With apartments going for bargain prices around San Francisco in what will likely be a short-term dip in the rental market, so-called below-market-rate (BMR) housing is tied to other metrics, and renters can find better deals in the open the market right now.

Affordable housing has been one of the most central and existential issues in San Francisco politics for several decades now, but what constitutes "affordable" is actually a wide range of prices that are tied to area median income. And though the pandemic has left an army of local service-industry workers in poverty and sent some tech workers fleeing for the hills while they work remotely, average incomes in San Francisco haven't officially declined. That means that BMR housing prices haven't come down, despite the fact that rental housing in the city has seen a dip that's been estimated around 27 percent.

Anyone trying to move to San Francisco right now or just switch apartments is better off trying to find a rent-controlled unit they hope to stay in long-term — and lock in a rent during this market slump — rather than seeking out BMR units through official channels. Because as KPIX reports, some of those units in newer downtown towers that had BMR requirements when they were built are currently listed at higher rents than what's on the broader market.

This isn't how the system is supposed to work, but this is what recent college graduate Christine McDow found as she apartment-hunted from afar, with plans to move to SF this year from North Carolina.

In one case, as she tells KPIX, she found a furnished one-bedroom that was renting for a lower price than an unfurnished BMR unit.

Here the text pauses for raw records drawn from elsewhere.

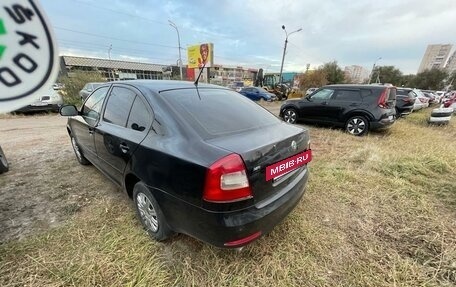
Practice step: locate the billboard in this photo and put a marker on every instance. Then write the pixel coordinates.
(199, 54)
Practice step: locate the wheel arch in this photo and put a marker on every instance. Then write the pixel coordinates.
(129, 183)
(362, 113)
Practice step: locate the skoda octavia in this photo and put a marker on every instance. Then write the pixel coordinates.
(196, 159)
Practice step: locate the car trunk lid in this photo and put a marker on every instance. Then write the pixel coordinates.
(263, 147)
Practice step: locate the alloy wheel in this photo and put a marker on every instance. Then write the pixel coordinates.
(147, 212)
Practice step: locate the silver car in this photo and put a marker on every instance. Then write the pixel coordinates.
(50, 101)
(88, 89)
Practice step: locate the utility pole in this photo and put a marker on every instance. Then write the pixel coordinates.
(285, 49)
(171, 23)
(373, 69)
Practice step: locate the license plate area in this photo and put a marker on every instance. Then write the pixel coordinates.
(279, 169)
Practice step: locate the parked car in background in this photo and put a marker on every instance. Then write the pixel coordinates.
(421, 101)
(88, 89)
(49, 102)
(257, 93)
(310, 91)
(451, 102)
(405, 99)
(441, 116)
(358, 108)
(432, 98)
(440, 94)
(194, 159)
(448, 96)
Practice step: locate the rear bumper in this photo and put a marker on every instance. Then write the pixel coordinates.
(383, 123)
(440, 119)
(404, 111)
(219, 228)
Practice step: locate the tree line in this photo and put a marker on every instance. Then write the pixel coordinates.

At the Avalon on King Street in SoMa, KPIX finds that BMR tenants are paying $2,700 for studio units, but market-rate units of the same size in the same building are renting for less.

The city responded to an inquiry from the station saying that the Mayor’s Office of Housing (MOH) would look into the Avalon and contact the building owners about finding tenants on the city's affordable housing waitlist. "The City has rent procedures in place that ensure affordable housing is in compliance with Planning Code and other regulations that keep below market rate rents between 10 and 20% below market," the MOH said in a statement. "The DAHLIA system (the city's affordable housing portal) does not allow a building owner to solicit rents that are above market."

The discrepancy between BMR rates and the actual market has caused a lot of renters who were paying those locked-in rates to seek out cheaper and better digs elsewhere. KPIX spoke to Dave Osgood, a resident at Rincon Tower, who says he's seen many people in the building's 76 BMR units move out in the past year, having found cheaper places somewhere else in the city. And he estimates that 20 percent of the BMR units there are sitting empty — though that can't be confirmed.

A review by SFist of current listings on the city's DAHLIA portal shows just a few BMR studio units available or recently awarded via lottery that are renting well below the market of any time in the last 20 years, with income limits and prices between $900 and $1400 a month.

"Places like San Francisco are becoming cheaper but they’re by no means affordable,” says Rob Warnock, a research associate for Apartment List, which published the recent figure that SF rents are down 27 percent since last March.

But all of this is relative — as SFist has discussed before, San Francisco has been talked of as expensive place to live since the Gold Rush days. And when longtime residents here talk about a heyday of cheap rents, they are mostly referring to a time when the Mission and a few other neighborhoods were more accessible, and things were generally cheaper after the recession of the early 1990s.

And this moment of relatively cheaper rents may be looked back upon with fondness or regret by city denizens in a year or two, depending on whether or not they seized on it for a great deal. Because prices here never stay "low" for long.